The House of Mercy Band recorded several albums from 1999 to 2010. We were the host band at the House of Mercy church in Saint Paul. I don’t think I’m overstating things to claim that the band would not have made any records at all, and maybe never started a record label, if I hadn’t wandered into the church one evening in the fall of 1996, then again in the summer of 1997. There’s a good origin story for how Chris Larson and I met, and how I got Peter Rasmussen involved, and how one thing led to another until we found ourselves setting up mics in the church baptistry on a cold Saturday in the winter of 1998/99. A good origin story I’ll tell another time. I will mention Heidi Olson and her beautiful violin playing on that first record, which we called the white album because it originally had no art or title, just a white cardboard sleeve. Heidi and I met through our mutual friend Heidi Van Schooten. Heidi O and I played music together at Heidi VS’s wedding in the late summer of 1998, and it was so magical that we tried to play together several more times before life logistics intervened. One such time was that original recording session at the First Baptist church building in Lowertown Saint Paul, and I’m forever grateful she made it there.
I wrote the lyrics to “Sunny Georgia” in the autumn of 1998 and gave them to Chris. I think Chris and Doug Trail-Johnson worked up the melody/chords together, and I remember them playing it for the band at Chris’s house at a practice night. It must not have been solid enough to make it on to that first record, but it was the lead-off tune on the next record, “Too Many Treasures“. I wrote lyrics for four of the 11 songs on that record, but “Sunny Georgia” was always my favorite to play. I told Chris once that it was one of the few songs I never got tired of.
The walking bass line in the song is ripped straight from “Stray Cat Strut“. It’s one of Chris’s genius attributes that he does not realize he’s borrowing from other songs, which is what frees him up to write familiar sounding melodies and chord progressions. I’m always afraid to sound too much like other, more famous songs. Chris once told me that Hank Williams Sr was the same way, borrowing music freely from other songs and adapting his own lyrics. It’s a freedom I’ve never felt and sort of envy. I suspect that one of the reasons I don’t get tired of playing “Sunny Georgia” is that I always really liked the lyrical construction and the music feels like an old friend.

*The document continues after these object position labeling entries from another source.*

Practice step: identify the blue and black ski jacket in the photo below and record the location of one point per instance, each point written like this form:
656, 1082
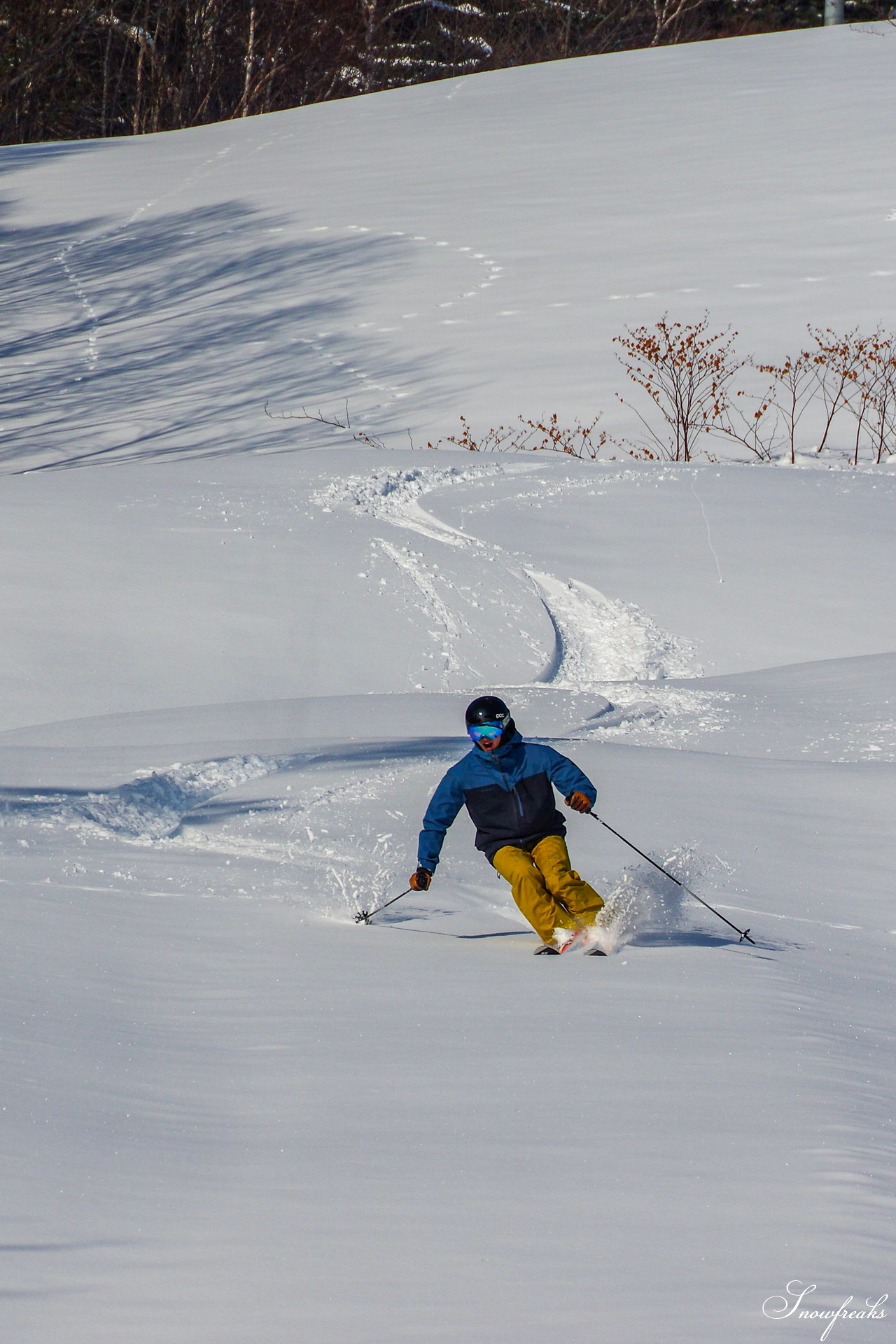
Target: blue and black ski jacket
510, 796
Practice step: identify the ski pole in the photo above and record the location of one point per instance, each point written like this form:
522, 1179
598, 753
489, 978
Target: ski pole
365, 916
745, 933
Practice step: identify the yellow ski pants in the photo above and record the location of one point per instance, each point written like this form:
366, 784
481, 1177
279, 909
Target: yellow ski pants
546, 889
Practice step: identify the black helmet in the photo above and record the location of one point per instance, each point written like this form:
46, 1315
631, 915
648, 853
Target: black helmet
488, 708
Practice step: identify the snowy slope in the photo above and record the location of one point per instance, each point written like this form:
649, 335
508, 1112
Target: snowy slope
232, 678
465, 248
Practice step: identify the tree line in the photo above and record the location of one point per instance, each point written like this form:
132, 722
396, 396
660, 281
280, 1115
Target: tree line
76, 69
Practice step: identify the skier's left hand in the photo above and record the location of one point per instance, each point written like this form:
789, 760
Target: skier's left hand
578, 802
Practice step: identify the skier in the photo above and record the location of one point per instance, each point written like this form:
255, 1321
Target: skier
507, 787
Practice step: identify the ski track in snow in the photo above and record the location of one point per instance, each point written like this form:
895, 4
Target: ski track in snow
601, 638
597, 638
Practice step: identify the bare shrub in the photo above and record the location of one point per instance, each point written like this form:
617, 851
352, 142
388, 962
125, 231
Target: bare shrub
872, 396
530, 436
687, 374
837, 362
778, 412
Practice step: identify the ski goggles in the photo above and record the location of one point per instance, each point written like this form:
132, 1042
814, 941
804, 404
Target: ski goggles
491, 732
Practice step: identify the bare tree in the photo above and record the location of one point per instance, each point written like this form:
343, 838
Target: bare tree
687, 374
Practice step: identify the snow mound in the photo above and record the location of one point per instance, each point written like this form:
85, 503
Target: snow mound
153, 806
393, 496
601, 638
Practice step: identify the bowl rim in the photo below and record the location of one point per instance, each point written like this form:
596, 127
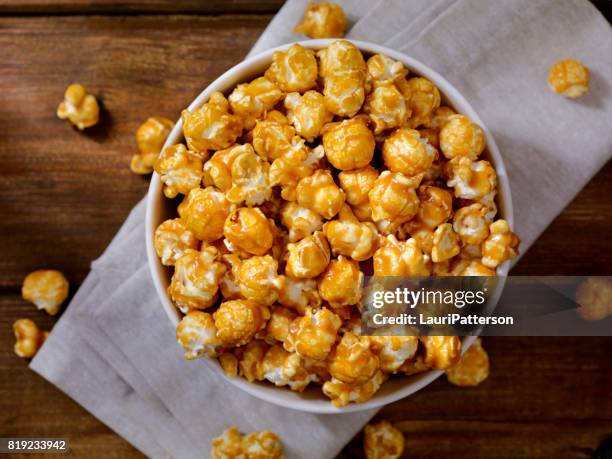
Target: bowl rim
225, 82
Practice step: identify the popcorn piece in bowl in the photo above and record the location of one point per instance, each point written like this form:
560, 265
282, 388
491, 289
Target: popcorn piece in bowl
79, 107
46, 288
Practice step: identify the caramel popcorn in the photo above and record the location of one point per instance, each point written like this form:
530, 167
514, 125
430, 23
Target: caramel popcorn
47, 289
569, 77
472, 368
322, 20
28, 338
238, 321
196, 278
307, 113
180, 171
313, 335
249, 230
406, 152
212, 126
460, 137
383, 441
294, 69
197, 334
79, 107
349, 144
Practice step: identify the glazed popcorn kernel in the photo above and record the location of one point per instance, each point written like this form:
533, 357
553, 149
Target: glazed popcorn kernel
569, 77
212, 126
471, 223
501, 244
79, 107
382, 441
313, 335
28, 338
262, 445
387, 108
252, 100
180, 171
341, 282
47, 289
259, 281
473, 367
393, 351
441, 352
196, 278
247, 229
307, 113
352, 361
204, 212
460, 137
349, 144
594, 296
406, 152
294, 69
238, 321
309, 257
300, 221
322, 20
394, 200
320, 194
197, 334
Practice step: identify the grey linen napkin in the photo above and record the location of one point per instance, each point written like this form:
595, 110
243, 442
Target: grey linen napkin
113, 350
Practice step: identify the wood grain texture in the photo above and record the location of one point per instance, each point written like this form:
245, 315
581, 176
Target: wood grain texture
64, 194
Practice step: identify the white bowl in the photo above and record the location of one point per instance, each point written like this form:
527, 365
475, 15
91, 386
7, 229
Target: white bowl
159, 209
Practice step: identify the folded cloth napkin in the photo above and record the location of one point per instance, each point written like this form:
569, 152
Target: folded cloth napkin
113, 349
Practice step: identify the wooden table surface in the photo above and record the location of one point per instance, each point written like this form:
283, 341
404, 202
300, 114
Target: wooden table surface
63, 195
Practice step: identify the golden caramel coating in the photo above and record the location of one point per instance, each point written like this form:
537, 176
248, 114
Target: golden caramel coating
569, 77
259, 281
352, 361
394, 200
313, 335
247, 229
294, 69
341, 283
262, 445
501, 244
349, 144
197, 334
406, 152
473, 367
400, 258
171, 240
79, 107
320, 194
46, 288
307, 113
238, 321
28, 338
300, 221
196, 278
180, 171
383, 441
594, 295
445, 243
322, 20
460, 137
212, 126
471, 223
204, 212
252, 100
441, 352
309, 257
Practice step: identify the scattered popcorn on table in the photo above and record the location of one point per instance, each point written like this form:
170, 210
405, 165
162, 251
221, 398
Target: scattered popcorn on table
79, 107
46, 288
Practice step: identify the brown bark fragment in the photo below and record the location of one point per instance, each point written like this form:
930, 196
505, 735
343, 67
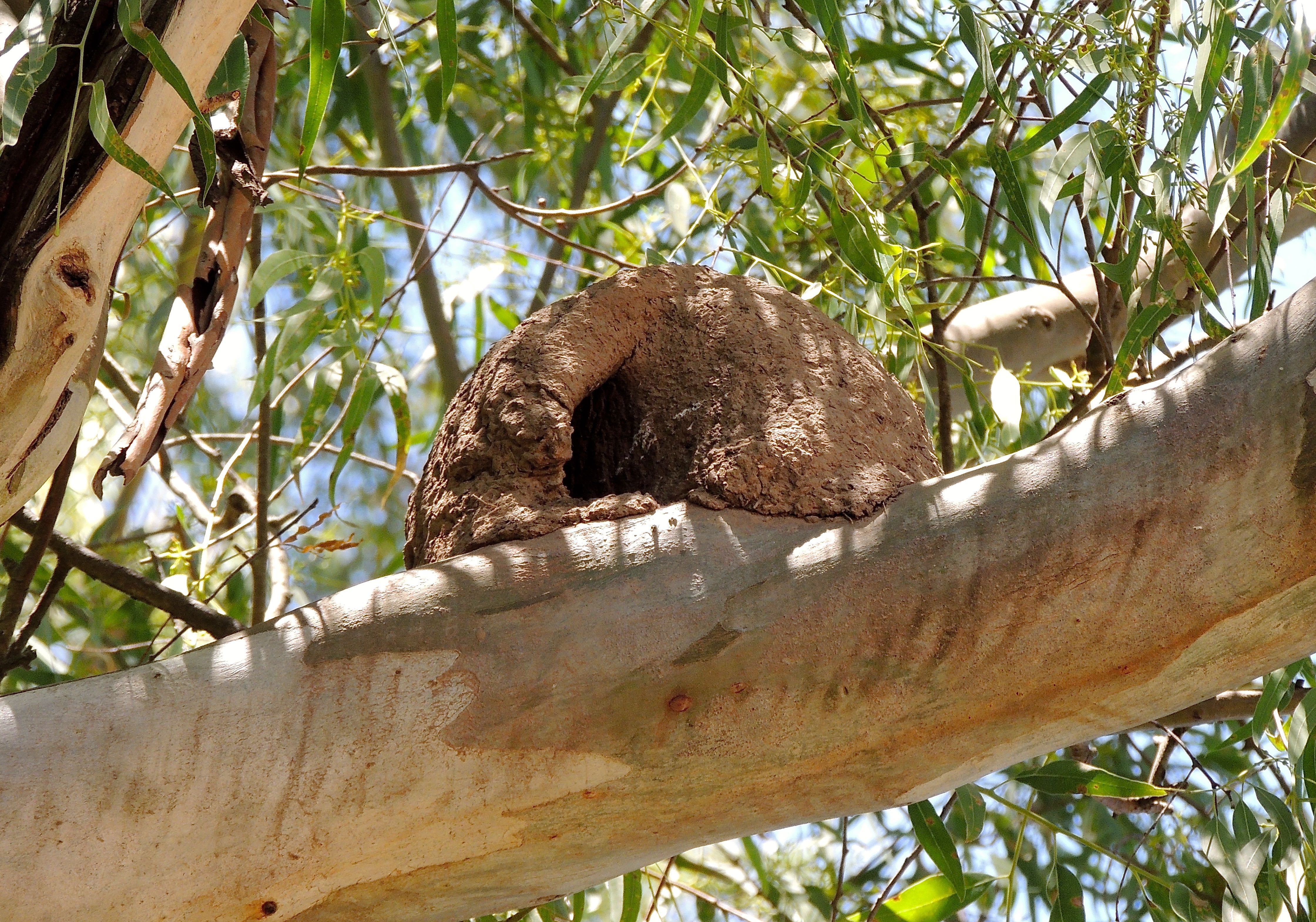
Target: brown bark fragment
657, 385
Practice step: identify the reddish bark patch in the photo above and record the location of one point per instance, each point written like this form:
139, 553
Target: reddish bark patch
657, 385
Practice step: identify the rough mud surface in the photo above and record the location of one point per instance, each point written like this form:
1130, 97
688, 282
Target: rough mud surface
664, 384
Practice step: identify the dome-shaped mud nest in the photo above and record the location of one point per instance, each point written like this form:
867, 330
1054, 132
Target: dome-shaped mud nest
657, 385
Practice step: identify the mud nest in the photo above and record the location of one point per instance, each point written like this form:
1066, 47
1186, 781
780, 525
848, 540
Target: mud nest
657, 385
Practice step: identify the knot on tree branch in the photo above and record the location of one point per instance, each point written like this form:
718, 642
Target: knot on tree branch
657, 385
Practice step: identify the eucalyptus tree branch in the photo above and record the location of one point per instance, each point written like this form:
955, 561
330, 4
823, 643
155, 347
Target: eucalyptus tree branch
540, 39
132, 584
19, 654
21, 576
486, 767
1226, 707
54, 289
201, 313
394, 172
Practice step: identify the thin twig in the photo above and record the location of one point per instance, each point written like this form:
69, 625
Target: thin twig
132, 584
44, 527
662, 882
261, 558
393, 172
19, 655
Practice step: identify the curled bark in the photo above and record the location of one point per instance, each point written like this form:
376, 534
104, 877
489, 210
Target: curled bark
665, 384
202, 311
54, 290
533, 718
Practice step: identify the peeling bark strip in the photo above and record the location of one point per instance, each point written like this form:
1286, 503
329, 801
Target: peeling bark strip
54, 290
202, 311
538, 717
665, 384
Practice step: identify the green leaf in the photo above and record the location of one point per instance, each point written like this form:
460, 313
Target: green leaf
765, 882
1285, 98
834, 36
145, 41
445, 20
724, 52
274, 268
936, 842
701, 85
622, 76
1122, 272
395, 388
1290, 841
1197, 274
1067, 118
631, 24
103, 130
1019, 210
1067, 776
1142, 330
328, 20
693, 21
1273, 693
291, 344
1256, 78
1069, 898
976, 37
931, 900
358, 405
968, 800
631, 898
1239, 863
235, 70
1301, 730
32, 69
1185, 907
373, 269
855, 244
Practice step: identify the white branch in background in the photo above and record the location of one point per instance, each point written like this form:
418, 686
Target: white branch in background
202, 310
1041, 327
532, 718
47, 378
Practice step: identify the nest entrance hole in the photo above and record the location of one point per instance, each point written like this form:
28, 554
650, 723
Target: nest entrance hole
615, 447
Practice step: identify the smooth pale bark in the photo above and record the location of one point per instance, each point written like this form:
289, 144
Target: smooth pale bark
48, 376
1041, 327
524, 721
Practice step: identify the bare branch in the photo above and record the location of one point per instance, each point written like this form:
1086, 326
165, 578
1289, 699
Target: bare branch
174, 604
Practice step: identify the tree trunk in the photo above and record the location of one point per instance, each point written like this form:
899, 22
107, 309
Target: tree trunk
54, 290
531, 718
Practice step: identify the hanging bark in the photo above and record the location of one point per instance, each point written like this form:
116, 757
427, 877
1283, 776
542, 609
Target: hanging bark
533, 718
665, 384
54, 290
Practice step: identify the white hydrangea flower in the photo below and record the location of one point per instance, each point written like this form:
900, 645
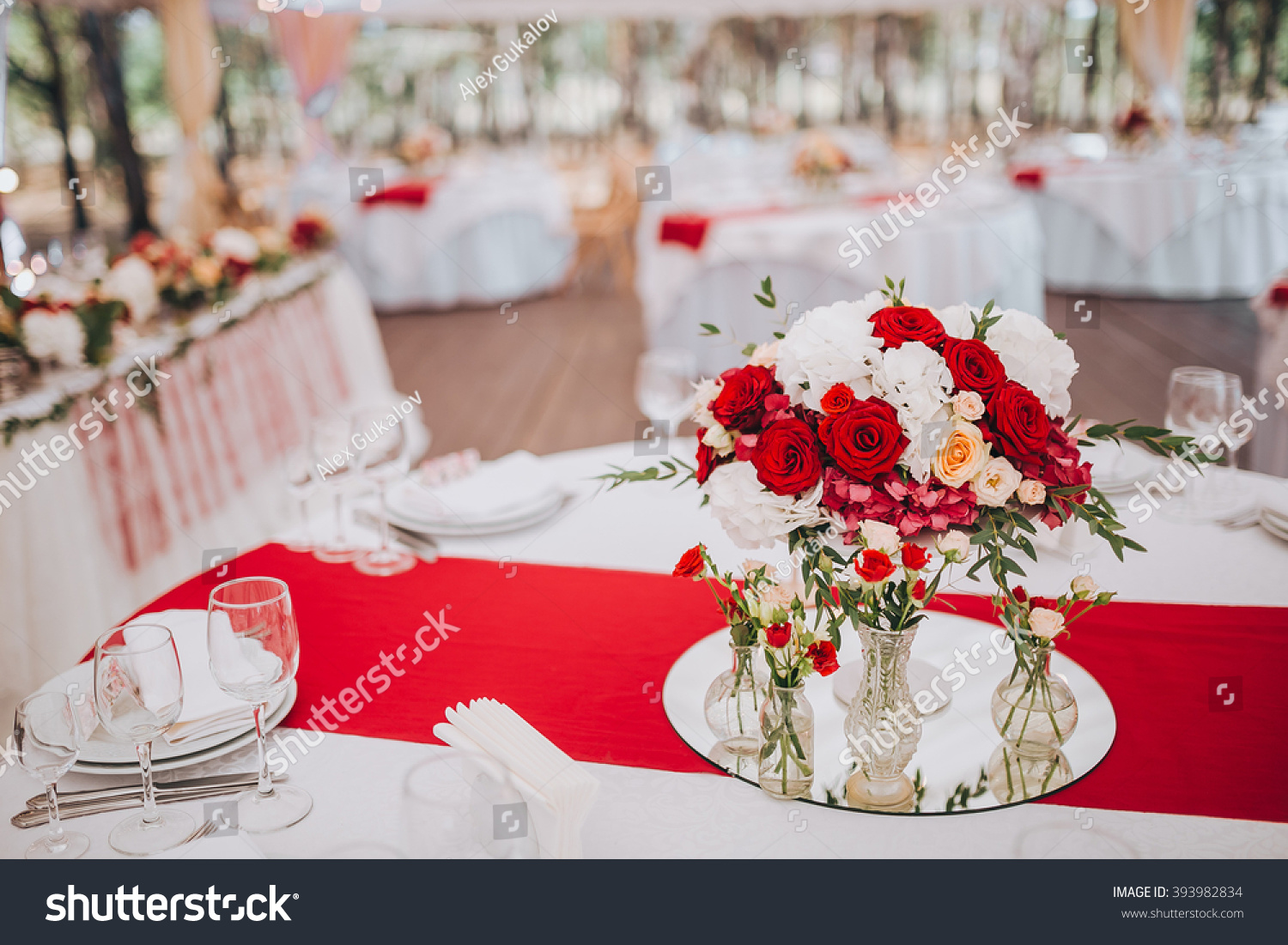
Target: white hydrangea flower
829, 345
752, 515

Since I stopped playing in bands my cheap little classical guitar has been a source of comfort, and I often pick it up in the evenings and play old songs, my own but mostly others’. So when Russell Rathbun reached out in the early days of the Covid-19 pandemic to ask if I would contribute some songs to his podcast, I was glad to set up a mic and just play like I often do in the evenings, one old friend after another. They were all first-takes with no overdubs, which is my eternal bias for recording anything. I did go back and take out some of the hiss and add a little reverb, but otherwise it’s just me and my nylon string guitar (the same one that appeared on the first Brett Larson record) and a microphone.